Nonostante una partenza di carriera notevole con I soliti sospetti e vari tentativi più o meno di prestigio, il nome di Bryan Singer resterà per sempre legato al franchise degli X-Men che dopo il reboot con X-Men – L'inizio (diretto da Vaughn) lo ha visto tornare alla regia nel precedente Giorni di un futuro passato e nel nuovo Apocalisse. Ma il suo senso per gli X-Men stavolta deve aver girato a vuoto.

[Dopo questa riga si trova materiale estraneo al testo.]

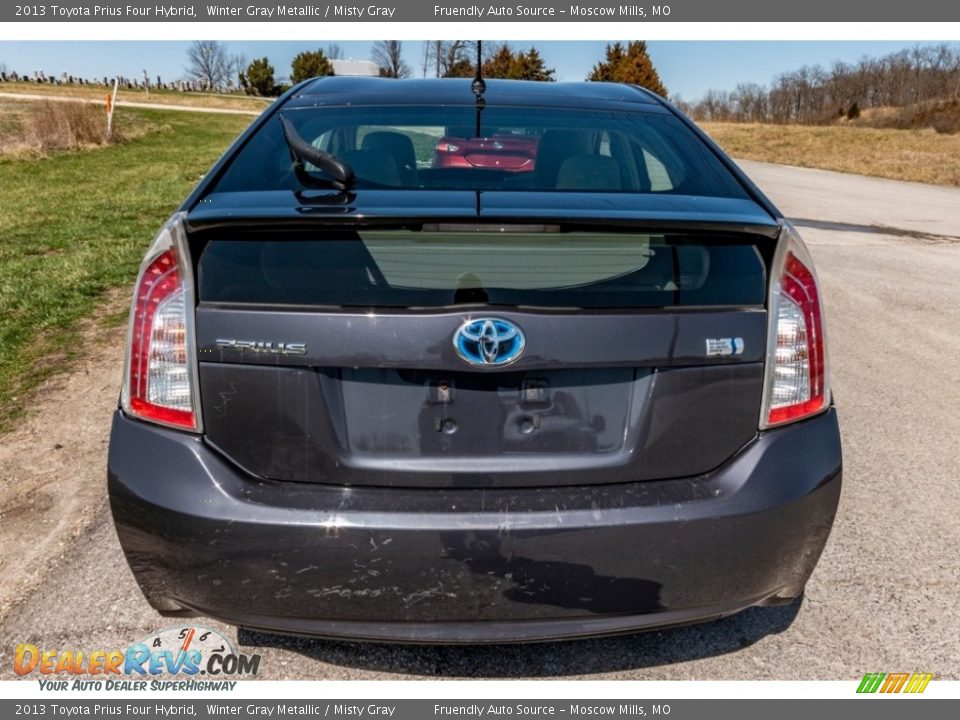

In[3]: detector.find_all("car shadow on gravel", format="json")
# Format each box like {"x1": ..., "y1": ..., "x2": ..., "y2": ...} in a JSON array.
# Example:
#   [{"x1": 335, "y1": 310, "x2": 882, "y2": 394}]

Quando dall'antico Egitto, En Sabah Nur – uno dei più potenti mutanti di sempre – viene risvegliato nel 1983 decide di riprendersi il potere che gli era stato tolto. Per farlo assolda alcuni mutanti tra cui Magneto. Ovviamente il dottor X e la sua squadra non staranno a guardare. Scritto da Simon Kinberg, X-Men: Apocalisse abbandona tutte le ambizioni che hanno spesso guidato i film della serie per gettarsi in un intrattenimento vecchio stile, per racconto e stile coerente con l'epoca storica in cui è ambientato.

Fatto salvo il passo indietro rispetto alle intenzioni, il divertissement non ha nulla di riprovevole in quanto tale, ma il film di Singer è stavolta cinematograficamente indifendibile: una bambocciata senza senso narrativo – con tutti i va e vieni di personaggi tra buoni e cattivo come fossero wrestler – e produttivo, in cui un presunto kolossal è realizzato al risparmio, con patina visiva involontariamente cheap ed evidenti tirate al risparmio (come dimostra la sequenza dedicata a Quicksilver, uguale a quella del film precedente ma realizzato come fosse una parodia stile Kung Fury).

Un passo falso imprevedibile in questa portata, in cui Singer non fa nemmeno il minimo sforzo per rendere lo spettacolo movimentato o visivamente appassionante, in cui tutto è statico e immobile, come nell'interminabile scontro finale con personaggi fermi su loro stessi per mezz'ora. Siamo dalle parti della dimenticata (e meno male) serie del Re Scorpione, in versione deluxe e senza un briciolo di umorismo. La resa definitiva di Singer a una carriera senza più sbocchi?